<22>Il ne nous reste qu'à dire deux mots de l'Allemagne. Nous reçûmes les lois romaines lorsque ces peuples conquirent la Germanie, et nous les conservâmes, parce que les empereurs, abandonnant l'Italie, transportèrent chez nous le siége de leur empire. Cependant il n'est aucun cercle, aucune principauté, quelque petite qu'elle soit, qui n'ait un droit coutumier différent; et ces droits, par la longueur du temps, se sont acquis force de lois.

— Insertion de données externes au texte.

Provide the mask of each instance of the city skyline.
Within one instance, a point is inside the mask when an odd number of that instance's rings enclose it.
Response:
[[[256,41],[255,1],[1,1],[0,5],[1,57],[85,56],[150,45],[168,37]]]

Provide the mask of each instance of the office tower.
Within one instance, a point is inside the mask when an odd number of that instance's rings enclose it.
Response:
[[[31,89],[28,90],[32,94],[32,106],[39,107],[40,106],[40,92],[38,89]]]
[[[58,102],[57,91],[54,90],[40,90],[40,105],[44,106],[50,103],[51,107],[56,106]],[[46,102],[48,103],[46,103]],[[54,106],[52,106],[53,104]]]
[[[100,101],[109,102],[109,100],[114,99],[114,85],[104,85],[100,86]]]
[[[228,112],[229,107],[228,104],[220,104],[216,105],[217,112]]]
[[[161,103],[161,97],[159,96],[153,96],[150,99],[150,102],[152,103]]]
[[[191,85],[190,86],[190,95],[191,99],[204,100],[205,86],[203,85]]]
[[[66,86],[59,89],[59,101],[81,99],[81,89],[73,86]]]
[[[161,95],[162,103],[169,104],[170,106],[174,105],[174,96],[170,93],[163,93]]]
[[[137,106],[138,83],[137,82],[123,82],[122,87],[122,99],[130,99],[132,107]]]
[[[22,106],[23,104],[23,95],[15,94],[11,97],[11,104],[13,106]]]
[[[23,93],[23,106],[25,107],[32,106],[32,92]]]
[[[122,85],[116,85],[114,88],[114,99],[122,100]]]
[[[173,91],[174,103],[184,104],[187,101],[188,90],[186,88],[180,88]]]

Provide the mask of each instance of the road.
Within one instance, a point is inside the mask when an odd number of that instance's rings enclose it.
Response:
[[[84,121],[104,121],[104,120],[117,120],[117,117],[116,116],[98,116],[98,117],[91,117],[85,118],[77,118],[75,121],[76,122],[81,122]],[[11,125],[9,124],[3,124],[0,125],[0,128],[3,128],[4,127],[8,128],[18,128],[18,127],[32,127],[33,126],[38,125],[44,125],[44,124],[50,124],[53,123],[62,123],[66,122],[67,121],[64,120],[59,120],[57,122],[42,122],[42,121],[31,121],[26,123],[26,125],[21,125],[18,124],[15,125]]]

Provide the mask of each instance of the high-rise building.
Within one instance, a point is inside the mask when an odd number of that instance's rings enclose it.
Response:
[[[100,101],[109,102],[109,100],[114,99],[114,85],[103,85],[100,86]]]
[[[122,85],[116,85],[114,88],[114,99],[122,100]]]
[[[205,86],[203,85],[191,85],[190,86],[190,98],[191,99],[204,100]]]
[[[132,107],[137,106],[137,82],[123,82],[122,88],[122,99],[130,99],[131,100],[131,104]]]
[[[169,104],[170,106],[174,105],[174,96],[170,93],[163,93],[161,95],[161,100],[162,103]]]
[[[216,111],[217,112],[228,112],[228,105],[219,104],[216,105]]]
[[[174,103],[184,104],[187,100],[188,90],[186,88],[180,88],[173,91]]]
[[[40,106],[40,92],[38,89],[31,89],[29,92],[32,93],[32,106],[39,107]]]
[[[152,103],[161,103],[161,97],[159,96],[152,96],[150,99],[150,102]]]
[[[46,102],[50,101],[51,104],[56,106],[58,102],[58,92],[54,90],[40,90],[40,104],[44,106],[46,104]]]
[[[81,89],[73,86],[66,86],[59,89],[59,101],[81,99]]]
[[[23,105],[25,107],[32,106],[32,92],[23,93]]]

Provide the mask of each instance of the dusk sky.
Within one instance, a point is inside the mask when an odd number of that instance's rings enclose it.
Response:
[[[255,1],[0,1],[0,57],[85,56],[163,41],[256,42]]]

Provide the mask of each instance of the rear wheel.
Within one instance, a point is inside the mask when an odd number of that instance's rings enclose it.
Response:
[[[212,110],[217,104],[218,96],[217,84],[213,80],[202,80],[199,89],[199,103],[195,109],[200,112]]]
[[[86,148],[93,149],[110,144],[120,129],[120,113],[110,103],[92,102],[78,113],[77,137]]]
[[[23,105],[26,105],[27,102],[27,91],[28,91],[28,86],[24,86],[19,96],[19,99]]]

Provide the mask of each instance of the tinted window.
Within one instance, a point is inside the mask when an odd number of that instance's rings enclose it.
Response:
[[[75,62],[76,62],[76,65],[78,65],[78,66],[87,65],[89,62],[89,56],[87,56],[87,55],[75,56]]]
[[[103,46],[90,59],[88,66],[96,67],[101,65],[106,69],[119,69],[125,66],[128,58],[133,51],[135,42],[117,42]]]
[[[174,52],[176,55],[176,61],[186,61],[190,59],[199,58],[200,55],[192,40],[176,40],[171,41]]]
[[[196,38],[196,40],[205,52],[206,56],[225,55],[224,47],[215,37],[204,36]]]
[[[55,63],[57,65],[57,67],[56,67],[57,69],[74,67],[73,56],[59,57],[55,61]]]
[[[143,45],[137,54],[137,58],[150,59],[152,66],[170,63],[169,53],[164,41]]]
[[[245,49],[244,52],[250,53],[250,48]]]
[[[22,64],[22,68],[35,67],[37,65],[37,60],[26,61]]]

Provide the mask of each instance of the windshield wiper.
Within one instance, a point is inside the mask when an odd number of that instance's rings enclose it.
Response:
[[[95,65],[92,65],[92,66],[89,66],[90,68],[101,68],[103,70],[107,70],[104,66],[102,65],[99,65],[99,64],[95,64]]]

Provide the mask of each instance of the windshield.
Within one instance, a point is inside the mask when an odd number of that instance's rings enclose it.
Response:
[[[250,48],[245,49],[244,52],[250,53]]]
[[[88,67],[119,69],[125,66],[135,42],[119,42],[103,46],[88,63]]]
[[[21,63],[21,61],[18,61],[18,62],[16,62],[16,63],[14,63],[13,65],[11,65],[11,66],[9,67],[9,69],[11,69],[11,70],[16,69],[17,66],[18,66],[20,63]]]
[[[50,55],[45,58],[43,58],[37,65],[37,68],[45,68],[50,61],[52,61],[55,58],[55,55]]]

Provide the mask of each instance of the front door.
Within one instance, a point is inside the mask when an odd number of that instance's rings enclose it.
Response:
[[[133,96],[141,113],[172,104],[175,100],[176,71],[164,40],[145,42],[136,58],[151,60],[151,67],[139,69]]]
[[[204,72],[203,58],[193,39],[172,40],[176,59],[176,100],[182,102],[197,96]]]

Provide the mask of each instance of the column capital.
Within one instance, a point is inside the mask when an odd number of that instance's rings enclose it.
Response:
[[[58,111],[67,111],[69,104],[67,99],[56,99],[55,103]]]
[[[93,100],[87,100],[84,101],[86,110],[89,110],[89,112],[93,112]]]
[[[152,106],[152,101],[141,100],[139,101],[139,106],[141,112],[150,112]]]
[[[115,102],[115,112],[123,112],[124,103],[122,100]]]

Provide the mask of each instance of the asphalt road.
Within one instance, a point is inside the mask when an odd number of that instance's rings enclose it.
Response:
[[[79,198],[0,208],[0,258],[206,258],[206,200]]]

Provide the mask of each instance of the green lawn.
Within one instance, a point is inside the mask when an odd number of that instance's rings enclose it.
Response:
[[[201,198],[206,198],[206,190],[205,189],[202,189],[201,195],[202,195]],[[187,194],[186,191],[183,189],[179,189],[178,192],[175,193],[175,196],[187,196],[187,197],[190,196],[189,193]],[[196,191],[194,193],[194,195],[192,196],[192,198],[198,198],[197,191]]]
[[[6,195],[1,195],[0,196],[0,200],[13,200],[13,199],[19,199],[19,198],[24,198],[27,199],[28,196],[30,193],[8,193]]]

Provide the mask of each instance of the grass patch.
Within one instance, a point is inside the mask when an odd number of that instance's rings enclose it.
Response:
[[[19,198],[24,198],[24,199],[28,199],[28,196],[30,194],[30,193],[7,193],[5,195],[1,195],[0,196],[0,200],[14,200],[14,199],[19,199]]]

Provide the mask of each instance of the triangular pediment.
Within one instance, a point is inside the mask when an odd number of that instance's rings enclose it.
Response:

Après avoir exposé la manière dont les lois se sont établies chez la plupart des peuples policés, nous remarquerons que, dans tous les pays où elles ont été introduites du consentement des citoyens, ce fut le besoin qui les y fit recevoir; et que, dans les pays subjugués, c'étaient les lois des conquérants qui devenaient celles des conquis; mais qu'également partout elles ont été augmentées successivement. Si l'on est étonné de voir au premier coup d'œil que les peuples puissent être gouvernés par tant de lois différentes, on peut revenir de sa surprise en observant que, pour l'essentiel des lois, elles se trouvent à peu près les mêmes; j'entends celles qui, pour le maintien de la société, punissent les crimes.

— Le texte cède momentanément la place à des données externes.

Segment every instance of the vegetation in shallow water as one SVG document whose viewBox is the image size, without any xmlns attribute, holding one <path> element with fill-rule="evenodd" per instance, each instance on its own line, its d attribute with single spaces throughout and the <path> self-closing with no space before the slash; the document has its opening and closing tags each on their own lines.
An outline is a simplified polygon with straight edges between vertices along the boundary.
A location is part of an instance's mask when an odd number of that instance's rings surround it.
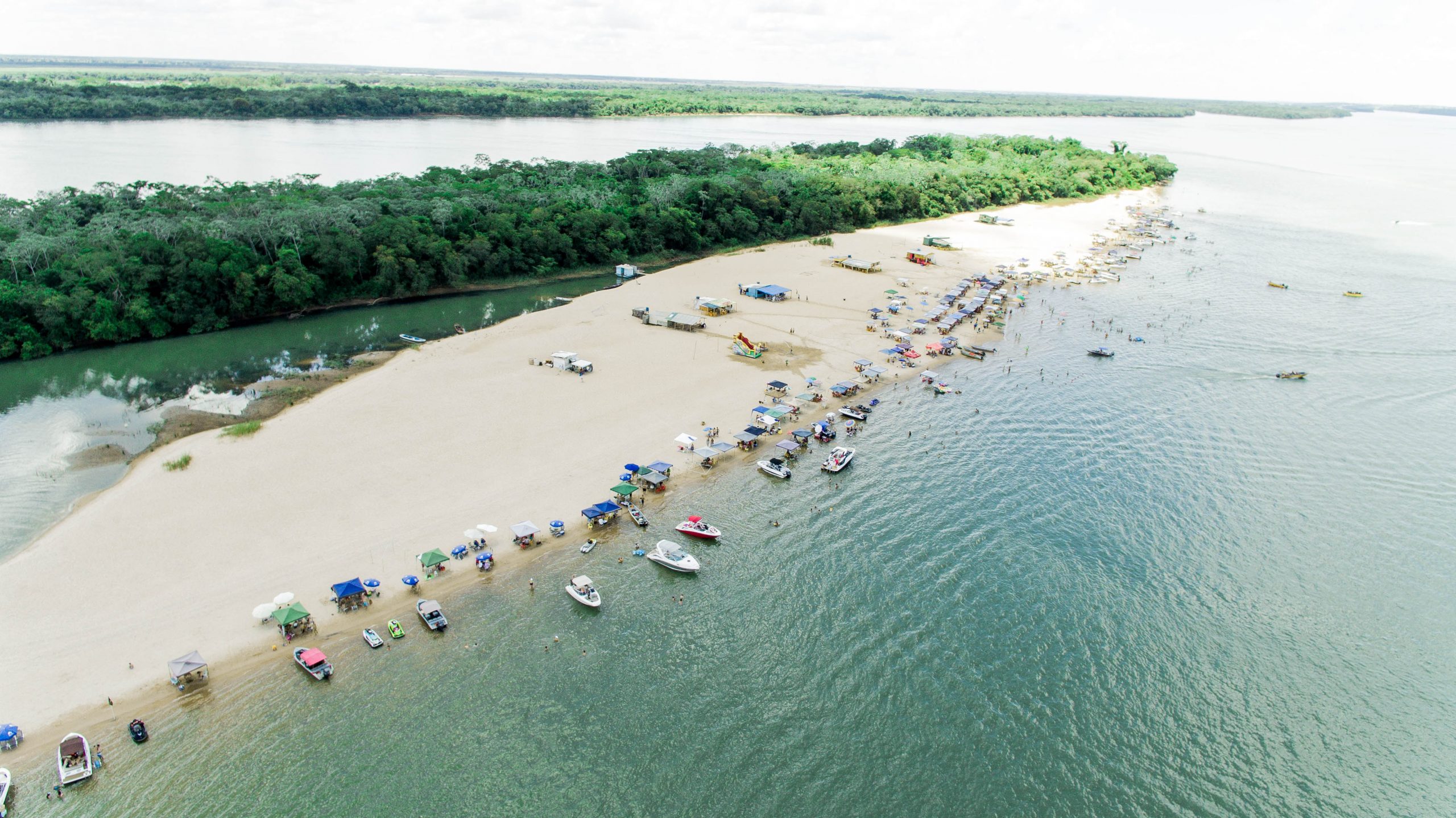
<svg viewBox="0 0 1456 818">
<path fill-rule="evenodd" d="M 644 150 L 319 185 L 134 182 L 0 196 L 0 360 L 202 333 L 355 298 L 823 236 L 1169 179 L 1076 140 Z"/>
</svg>

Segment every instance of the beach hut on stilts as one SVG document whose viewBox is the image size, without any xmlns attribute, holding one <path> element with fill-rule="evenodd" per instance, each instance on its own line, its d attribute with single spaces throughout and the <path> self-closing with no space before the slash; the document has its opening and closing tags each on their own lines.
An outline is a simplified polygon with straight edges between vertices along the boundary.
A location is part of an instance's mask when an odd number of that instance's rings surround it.
<svg viewBox="0 0 1456 818">
<path fill-rule="evenodd" d="M 167 662 L 167 681 L 183 693 L 188 687 L 207 684 L 207 662 L 202 661 L 202 654 L 192 651 Z"/>
</svg>

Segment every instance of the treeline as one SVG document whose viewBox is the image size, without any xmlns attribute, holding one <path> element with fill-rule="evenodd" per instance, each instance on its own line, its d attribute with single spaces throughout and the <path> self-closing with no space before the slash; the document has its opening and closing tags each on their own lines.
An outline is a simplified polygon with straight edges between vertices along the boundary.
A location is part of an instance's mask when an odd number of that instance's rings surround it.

Nous observons encore, en examinant la conduite des plus sages législateurs, que les lois doivent être adaptées au genre du gouvernement et au génie de la nation qui les doit recevoir; que les meilleurs législateurs ont eu pour but la félicité publique; et qu'en général toutes les lois qui sont les plus conformes à l'équité naturelle, à quelques exceptions près, sont les meilleures.

Comme Lycurgue trouva un peuple ambitieux, il lui donna des lois plus propres à faire des guerriers que des citoyens; et s'il bannit l'or de sa république, c'était parce que l'intérêt est de tous les vices celui qui est le plus opposé à la gloire.

Solon disait de lui-même qu'il n'avait pas donné aux Athéniens les lois les plus parfaites, mais les meilleures qu'ils fussent capables de recevoir. Ce législateur considéra non seulement le génie de ce peuple, mais aussi la situation d'Athènes, qui était aux bords de la mer; par cette raison, il infligea des peines pour l'oisiveté, il encouragea l'industrie, et il ne défendit point l'or et l'argent, prévoyant que sa république ne pouvait devenir grande ni puissante que par un commerce florissant.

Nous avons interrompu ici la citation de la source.